Recent statistics on the Indian economy confirm this reasoning. While headline GDP is expected to return to pre-pandemic levels in 2021-22, private consumption expenditure (PFCE) will continue to lag behind 2019-20 levels. Corporate profits have rebounded strongly in the post-pandemic era while the labor market continues to show weakness, a fact reflected in data showing sustained high demand among MGNREGS, the prevalence of high unemployment rates and a deterioration in job quality as HT analyses on December 1, 2021. (see https://bit.ly/3swpb0o)
The proportion of employees in the March quarter fell the most since June 2018.
The headline unemployment rate was 9.4% in the March quarter of 2021. This is the lowest reading since the quarter ended June 2020, which coincided with the 68-day nationwide lockdown imposed on March 25, 2020.
What is the likely outcome of such a situation?
The government hopes its public investment push will incentivize the private sector to invest, which in turn will create a virtuous cycle of income growth. But while highways and logistics facilities help factories move their raw materials and finished goods easily and efficiently, they don’t guarantee they will find buyers. The problem that the Indian economy is currently facing is demand where consumers are reluctant to spend money in the future.

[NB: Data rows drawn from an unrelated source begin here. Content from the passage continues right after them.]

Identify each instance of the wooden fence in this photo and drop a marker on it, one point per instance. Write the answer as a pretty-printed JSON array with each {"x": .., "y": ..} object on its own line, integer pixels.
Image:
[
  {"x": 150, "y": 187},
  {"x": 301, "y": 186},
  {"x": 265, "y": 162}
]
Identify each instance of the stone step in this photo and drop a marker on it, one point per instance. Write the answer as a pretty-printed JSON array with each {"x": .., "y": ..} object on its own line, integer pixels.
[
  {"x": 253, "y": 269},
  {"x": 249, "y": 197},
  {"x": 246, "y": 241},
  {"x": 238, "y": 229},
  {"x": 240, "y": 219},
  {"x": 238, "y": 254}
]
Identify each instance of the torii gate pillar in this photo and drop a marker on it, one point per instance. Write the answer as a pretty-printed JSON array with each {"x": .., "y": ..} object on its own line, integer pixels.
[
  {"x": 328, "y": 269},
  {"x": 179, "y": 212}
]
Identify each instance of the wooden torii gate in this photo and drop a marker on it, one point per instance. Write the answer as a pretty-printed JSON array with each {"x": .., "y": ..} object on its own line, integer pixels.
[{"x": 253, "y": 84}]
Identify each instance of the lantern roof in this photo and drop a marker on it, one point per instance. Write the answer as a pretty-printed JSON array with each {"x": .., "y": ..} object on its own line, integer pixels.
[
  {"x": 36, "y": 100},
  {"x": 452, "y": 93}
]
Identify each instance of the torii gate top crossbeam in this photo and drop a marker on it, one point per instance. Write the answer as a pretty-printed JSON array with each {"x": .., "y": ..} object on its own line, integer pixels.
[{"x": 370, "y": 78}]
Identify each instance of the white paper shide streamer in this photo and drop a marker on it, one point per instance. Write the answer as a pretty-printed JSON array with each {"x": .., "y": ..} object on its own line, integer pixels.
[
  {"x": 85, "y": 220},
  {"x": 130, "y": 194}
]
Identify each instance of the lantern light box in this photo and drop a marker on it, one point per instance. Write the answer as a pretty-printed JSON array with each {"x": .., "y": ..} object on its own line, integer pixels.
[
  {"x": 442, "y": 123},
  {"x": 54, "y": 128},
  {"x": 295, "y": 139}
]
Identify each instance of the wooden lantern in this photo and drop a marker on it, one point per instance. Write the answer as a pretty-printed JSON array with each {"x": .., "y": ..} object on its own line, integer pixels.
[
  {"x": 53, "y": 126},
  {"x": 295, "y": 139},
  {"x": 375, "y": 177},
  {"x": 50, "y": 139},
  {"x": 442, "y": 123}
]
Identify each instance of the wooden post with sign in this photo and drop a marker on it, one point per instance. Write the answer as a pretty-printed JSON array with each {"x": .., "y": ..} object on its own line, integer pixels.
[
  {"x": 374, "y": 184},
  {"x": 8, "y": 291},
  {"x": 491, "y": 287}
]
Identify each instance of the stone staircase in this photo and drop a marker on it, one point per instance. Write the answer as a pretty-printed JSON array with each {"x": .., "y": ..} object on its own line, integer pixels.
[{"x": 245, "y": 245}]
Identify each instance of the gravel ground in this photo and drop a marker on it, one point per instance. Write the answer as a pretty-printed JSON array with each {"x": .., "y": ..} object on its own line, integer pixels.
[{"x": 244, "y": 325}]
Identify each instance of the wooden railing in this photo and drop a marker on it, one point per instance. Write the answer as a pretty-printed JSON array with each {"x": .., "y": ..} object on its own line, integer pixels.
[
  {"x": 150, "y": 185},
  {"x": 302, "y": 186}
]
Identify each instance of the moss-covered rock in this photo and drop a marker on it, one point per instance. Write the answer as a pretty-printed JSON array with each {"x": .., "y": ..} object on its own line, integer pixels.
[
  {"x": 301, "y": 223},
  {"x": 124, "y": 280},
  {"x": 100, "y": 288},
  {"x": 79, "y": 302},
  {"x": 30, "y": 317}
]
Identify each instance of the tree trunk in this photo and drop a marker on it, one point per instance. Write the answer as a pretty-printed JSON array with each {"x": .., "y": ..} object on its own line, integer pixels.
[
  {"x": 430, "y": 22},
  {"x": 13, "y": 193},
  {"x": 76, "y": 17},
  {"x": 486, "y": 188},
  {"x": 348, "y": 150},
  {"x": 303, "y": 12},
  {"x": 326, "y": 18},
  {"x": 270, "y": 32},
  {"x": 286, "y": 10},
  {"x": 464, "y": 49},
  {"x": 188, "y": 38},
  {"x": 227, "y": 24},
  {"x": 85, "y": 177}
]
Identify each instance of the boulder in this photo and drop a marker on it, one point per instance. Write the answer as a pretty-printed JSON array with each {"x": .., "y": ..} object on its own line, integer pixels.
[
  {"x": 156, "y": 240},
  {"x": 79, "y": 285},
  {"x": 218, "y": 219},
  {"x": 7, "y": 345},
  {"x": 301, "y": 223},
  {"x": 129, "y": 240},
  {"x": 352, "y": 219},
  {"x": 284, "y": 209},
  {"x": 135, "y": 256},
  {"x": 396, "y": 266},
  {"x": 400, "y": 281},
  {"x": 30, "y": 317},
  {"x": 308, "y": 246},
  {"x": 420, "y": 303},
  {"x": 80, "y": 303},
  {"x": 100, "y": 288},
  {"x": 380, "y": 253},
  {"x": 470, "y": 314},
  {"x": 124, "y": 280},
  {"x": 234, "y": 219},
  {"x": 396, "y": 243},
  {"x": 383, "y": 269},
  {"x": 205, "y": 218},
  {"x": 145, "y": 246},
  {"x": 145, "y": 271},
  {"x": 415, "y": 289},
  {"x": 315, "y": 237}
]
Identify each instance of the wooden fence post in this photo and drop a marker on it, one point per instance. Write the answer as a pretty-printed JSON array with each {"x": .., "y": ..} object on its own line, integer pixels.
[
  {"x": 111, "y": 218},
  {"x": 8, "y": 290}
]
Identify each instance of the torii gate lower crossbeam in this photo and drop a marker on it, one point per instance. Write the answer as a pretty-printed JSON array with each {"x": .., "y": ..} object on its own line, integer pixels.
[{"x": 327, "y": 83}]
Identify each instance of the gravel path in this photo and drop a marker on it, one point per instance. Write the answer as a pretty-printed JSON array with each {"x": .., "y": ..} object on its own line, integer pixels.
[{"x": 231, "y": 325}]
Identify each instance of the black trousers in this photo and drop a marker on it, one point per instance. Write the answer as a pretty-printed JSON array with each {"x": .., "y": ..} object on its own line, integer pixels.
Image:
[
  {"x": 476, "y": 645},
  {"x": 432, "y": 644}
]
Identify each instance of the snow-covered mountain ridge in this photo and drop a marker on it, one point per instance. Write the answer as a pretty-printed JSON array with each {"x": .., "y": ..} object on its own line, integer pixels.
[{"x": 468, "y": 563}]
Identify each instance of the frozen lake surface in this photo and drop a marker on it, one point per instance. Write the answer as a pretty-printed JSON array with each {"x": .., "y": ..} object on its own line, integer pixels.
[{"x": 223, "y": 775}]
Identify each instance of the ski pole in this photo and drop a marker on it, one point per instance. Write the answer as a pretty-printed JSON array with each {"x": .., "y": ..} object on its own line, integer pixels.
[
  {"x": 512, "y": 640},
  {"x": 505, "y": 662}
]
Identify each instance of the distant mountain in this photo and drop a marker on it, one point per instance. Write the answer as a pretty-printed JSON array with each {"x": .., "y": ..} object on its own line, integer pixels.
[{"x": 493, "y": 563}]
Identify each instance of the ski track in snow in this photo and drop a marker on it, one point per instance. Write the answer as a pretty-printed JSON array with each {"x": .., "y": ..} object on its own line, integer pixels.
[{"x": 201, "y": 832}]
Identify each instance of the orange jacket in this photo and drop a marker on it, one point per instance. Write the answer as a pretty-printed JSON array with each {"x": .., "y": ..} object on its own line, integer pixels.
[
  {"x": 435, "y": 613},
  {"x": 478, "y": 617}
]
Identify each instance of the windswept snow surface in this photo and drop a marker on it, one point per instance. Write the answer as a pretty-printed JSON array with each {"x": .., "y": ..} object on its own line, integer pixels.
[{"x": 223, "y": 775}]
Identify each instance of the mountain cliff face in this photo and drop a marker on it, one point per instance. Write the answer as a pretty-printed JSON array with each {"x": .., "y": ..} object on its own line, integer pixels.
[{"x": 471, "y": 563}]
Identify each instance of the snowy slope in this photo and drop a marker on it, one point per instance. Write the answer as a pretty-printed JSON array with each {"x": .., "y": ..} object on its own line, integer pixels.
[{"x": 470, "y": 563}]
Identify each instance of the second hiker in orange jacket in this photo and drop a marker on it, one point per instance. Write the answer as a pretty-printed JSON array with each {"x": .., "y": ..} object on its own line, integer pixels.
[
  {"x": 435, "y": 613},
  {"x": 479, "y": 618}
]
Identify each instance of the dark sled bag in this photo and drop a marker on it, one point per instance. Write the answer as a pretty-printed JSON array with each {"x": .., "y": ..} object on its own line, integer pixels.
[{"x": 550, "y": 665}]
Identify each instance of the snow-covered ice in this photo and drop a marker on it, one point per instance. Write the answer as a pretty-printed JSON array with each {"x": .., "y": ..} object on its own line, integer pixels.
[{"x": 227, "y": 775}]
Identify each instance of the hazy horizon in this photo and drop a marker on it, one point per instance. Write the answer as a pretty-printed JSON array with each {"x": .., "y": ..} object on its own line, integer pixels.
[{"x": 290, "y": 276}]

Another set of indicators from RBI’s CCS and IOS underscores this point again. The proportion of factory owners who feel their current production capacity is more than sufficient to meet future demand has increased, but the proportion of consumers who believe their non-essential spending will increase over the next year remains in negative territory. Until this changes, companies may not invest. If this does not happen, future incomes will remain low.
See Diagram 2: Insignificant expenses and adequacy of production capacity
Of course, there will be some multiplier effect of government investment spending from construction workers’ incomes and demand for infrastructure goods like cement and steel – but that alone cannot be expected to rekindle the animal spirits in the Indian economy.